The Secrets to Dieting Revealed

Over the last few months, I have been experimenting with several different methods of weight loss programs, diets, regiments, routines, etc. All ending with the same results: FAT!

I have binged on grapefruits, gotten sweaty with Richard Simmons and his Merry Multi-Colored Headband of Senior Citizen Oompa Loompa's on 'Sweatin' with the Oldies Vol.4', crunched abs with Chuck Norris, and have successfully participated in TWO charity marathons: "The Run for the Pudding", and "2003 Masturbate For Life Marathon". In fact, I was currently considering launching headlong into my next full on frontal assault on effective weight loss and weight management: the "Gouge Out Your Eyes Diet". You can't eat what you can't see, am I right?! But alas, the reports haven't gotten back from the lab yet so this program is still currently 'on the shelf' with the rest of the Malomars.

Today, in a flurry of natchos and Extra Spicy Cheese Whiz Salsa Dip, it hit me like a sack of wet Krispy Kremes...the SECRET TO SUCCESS AT DIETING! At last!
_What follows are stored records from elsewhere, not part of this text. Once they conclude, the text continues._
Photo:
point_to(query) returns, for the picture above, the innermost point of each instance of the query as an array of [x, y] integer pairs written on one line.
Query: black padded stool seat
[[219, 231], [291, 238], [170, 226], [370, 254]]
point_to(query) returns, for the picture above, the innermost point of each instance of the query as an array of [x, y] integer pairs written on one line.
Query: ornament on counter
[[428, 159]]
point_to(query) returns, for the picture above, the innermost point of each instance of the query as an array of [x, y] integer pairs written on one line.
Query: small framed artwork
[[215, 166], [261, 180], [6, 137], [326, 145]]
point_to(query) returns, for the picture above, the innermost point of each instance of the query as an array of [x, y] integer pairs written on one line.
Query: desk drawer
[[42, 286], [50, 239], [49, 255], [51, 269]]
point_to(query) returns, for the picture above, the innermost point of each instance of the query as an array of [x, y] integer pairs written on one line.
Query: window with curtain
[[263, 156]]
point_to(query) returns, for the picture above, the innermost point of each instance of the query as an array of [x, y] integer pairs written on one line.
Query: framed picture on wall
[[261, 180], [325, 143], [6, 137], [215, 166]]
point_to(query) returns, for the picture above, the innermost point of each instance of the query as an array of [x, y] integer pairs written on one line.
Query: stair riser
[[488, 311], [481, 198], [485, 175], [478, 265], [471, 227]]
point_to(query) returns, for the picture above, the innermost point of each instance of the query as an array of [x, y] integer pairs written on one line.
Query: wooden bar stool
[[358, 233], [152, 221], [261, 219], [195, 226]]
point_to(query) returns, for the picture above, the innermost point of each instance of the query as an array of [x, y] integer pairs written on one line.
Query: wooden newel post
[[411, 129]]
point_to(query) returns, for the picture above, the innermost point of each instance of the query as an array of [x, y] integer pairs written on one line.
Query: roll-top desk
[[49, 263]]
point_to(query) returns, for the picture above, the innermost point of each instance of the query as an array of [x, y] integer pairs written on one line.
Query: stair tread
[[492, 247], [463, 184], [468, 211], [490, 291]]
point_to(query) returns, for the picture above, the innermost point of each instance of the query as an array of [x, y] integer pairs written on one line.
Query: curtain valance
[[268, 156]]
And it was under my nose all along. The most basic of all psychological premisses. POSITIVE REINFORCEMENT!!

That's right, good old fashioned positive reinforcement! Reward yourself as the good healthy Pavlov's dog that you are. Treat yourself for all those extra daily excercise efforts and agonizing dietary restrictions by showing yourself how much you really respect your body and what you are trying to do for it. Why suffer needlessly? Sure, "No Pain No Gain", right? Well, next time think about this: "All Work And No Pudding Make Terry Crazy"...dig?
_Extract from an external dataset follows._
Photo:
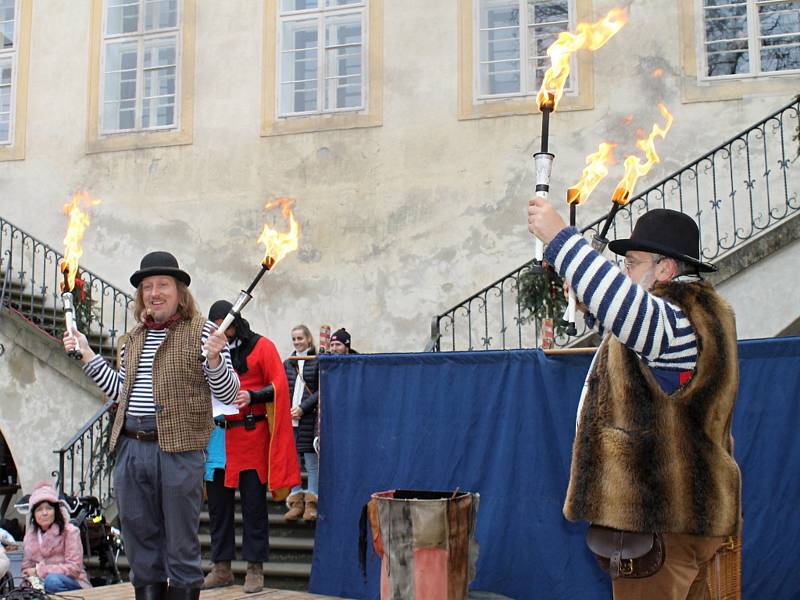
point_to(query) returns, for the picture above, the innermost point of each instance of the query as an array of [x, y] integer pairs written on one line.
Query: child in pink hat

When next you walk two blocks to the corner store for smokes and porn instead of driving in your car ~ reward yourself with a large bag of Cheeto's and a can of vanilla frosting for dipping! Hey, you deserve it! When next you roll yourself off the couch to pee between commercial breaks instead of holding it till the very end cause the bathroom is ALL the way down the hall ~ reward yourself with some chocolate fondue on the way back! Now, who wouldn't get motivated to exercise more with the new and improved POSITIVE REINFORCEMENT program of dieting?

Other such noteworthy successful diet regiments for consideration include the "Stitch Your Lips Closed Diet", and the "Phineus Fat Burning Program" where two mythical harpies from the underworld are enlisted to forever plague and torment you by constantly stealing your food and leaving behind only foul-smelling and unpalatable scraps. Hey, desperate times call for desperate measures!